Una llamada necesita tierra real

         Sería injusto cargarlo todo sobre los sacerdotes. Una vocación necesita familia, comunidad, amigos, laicos, seminarios sanos, obispos atentos y estructuras que ayuden de verdad. Pero el rostro del cura pesa mucho, porque los jóvenes no disciernen mirando organigramas: disciernen mirando vidas. Una llamada necesita belleza, pero también suelo.

         Si un joven siente la vocación y nadie lo acompaña, si su familia se opone, si la deuda lo bloquea, si la parroquia lo mira como bicho raro, la llamada no desaparece necesariamente, pero queda más sola.

         Una vocación no debería depender de la cuenta bancaria de la familia que la sostiene. La Iglesia debe cuidar las familias cristianas fuertes, porque son un regalo. Pero no puede convertirse en un club donde solo encajan los que vienen de ambientes perfectos.

         Dios también llama desde historias heridas. Dios también llama al que llega tarde. Dios también llama al que no fue monaguillo. Dios también llama al que tiene miedo. No todos los jóvenes que se hagan la pregunta serán sacerdotes. Y está bien. Pero una Iglesia viva es aquella donde al menos se puede hacer la pregunta sin que parezca una locura.

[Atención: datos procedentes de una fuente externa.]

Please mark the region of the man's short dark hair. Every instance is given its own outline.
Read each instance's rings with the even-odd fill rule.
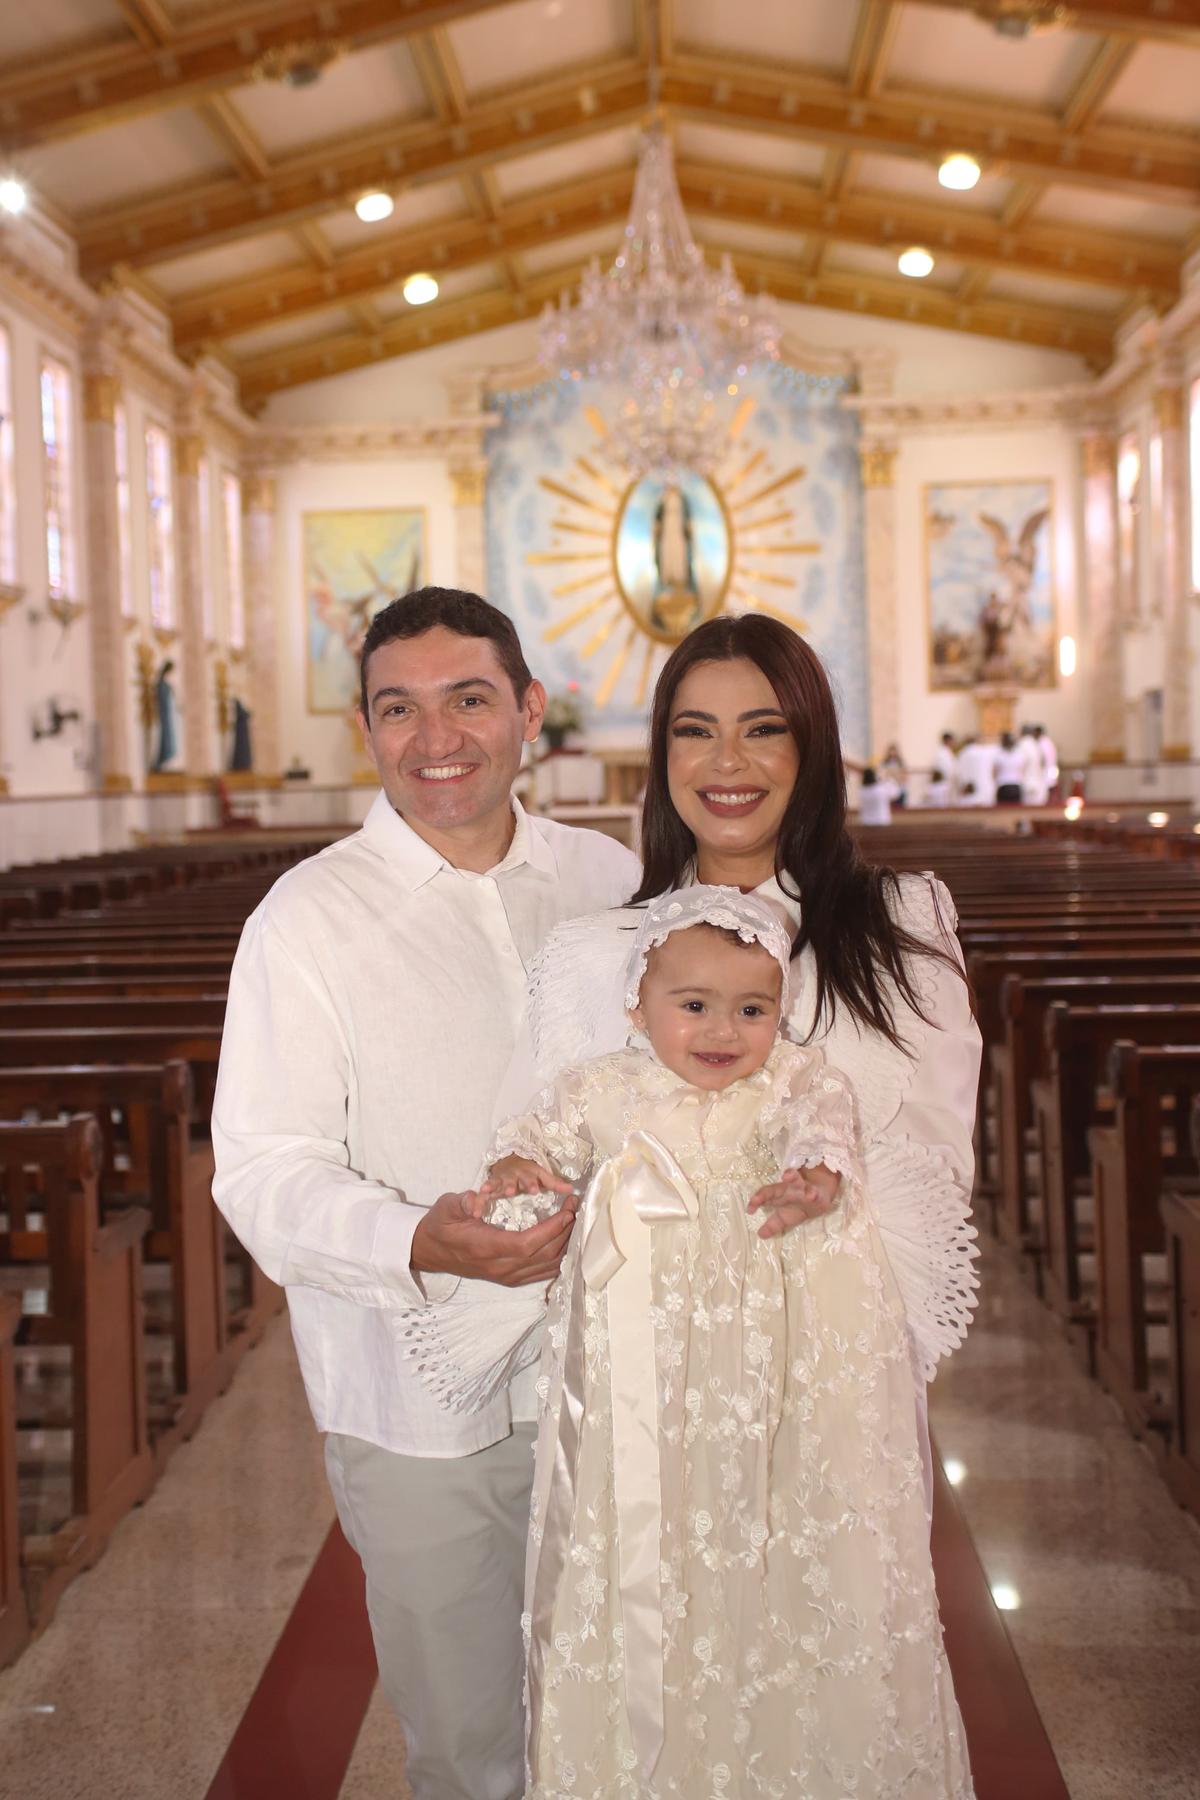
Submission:
[[[382,612],[375,614],[367,627],[358,658],[359,698],[365,719],[369,721],[371,717],[367,706],[367,664],[372,652],[398,638],[424,637],[427,631],[433,631],[439,625],[446,631],[456,632],[459,637],[488,638],[496,646],[500,666],[512,682],[520,706],[529,692],[533,676],[508,614],[482,600],[478,594],[468,594],[462,588],[423,587],[393,600]]]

         Quizá lo que más asusta no es que Dios no llame, sino que llame de verdad. Porque entonces la vida deja de ser solo mía. La Iglesia necesita identidad y puertas abiertas. Si no tiene identidad clara, no llama. Pero si tiene identidad fuerte y se cierra, tampoco llama bien. Sin identidad, la pastoral vocacional se vuelve propaganda blanda. Sin apertura, se convierte en club de supervivencia.

Para el joven que lee esto

         Quizá tú no sabes si tienes vocación sacerdotal. Quizá ni siquiera te lo has planteado. Quizá te da miedo pensarlo. Quizá te parece demasiado grande. Quizá te atrae y te asusta a la vez. No pasa nada. No tienes que resolver tu vida en una tarde. Pero puedes empezar a mirar mejor.

         Busca a un sacerdote que rece de verdad. Aprende a distinguir entre simpatía y fecundidad. No confundas una parroquia entretenida con una parroquia viva. Mira dónde aparece Cristo con más claridad. Acércate a la Eucaristía. Haz silencio. Sirve a los pobres. Déjate acompañar por alguien maduro en la fe. Lee el Evangelio. No huyas si aparece la pregunta vocacional.

         Y reza con sencillez: Jesús, si me llamas, ayúdame a escucharte. Y si me llamas, dame libertad para responder.” Esa oración no te encierra. Te abre. Dios no roba la vida. La ensancha.

Todavía Dios llama

         No todo está perdido. Sería injusto y falso decirlo. Todavía hay sacerdotes que celebran con fe. Todavía hay parroquias donde la Eucaristía está en el centro. Todavía hay jóvenes que se arrodillan ante el Santísimo y descubren que no están solos. Todavía hay laicos que evangelizan con valentía. Todavía hay familias que rezan. Todavía hay comunidades que sirven a los pobres desde Cristo. Todavía hay curas cansados, sí, pero profundamente entregados. Todavía hay monaguillos que miran el altar y sienten que allí pasa algo grande. Todavía hay jóvenes capaces de hacerse una pregunta que puede cambiarlo todo. Todavía Dios llama.

         Volvamos al chico de la misa del principio. Ha visto al sacerdote celebrar. Quizá otro día lo vio rezando solo en la iglesia. Quizá lo escuchó predicar sin lucirse. Quizá vio cómo trataba a un enfermo. Quizá comprobó que no lo controlaba todo, que dejaba respirar a los laicos, que no rebajaba a Cristo para quedar bien, que no usaba la liturgia como escenario, que no parecía dueño de la parroquia.

         Y quizá, por primera vez, no pensó en “ser cura” como quien piensa en una profesión extraña. Pensó solo en Cristo. Y en silencio, sin prometer todavía nada, dijo: Señor, si quieres, también mi vida puede ser tuya.”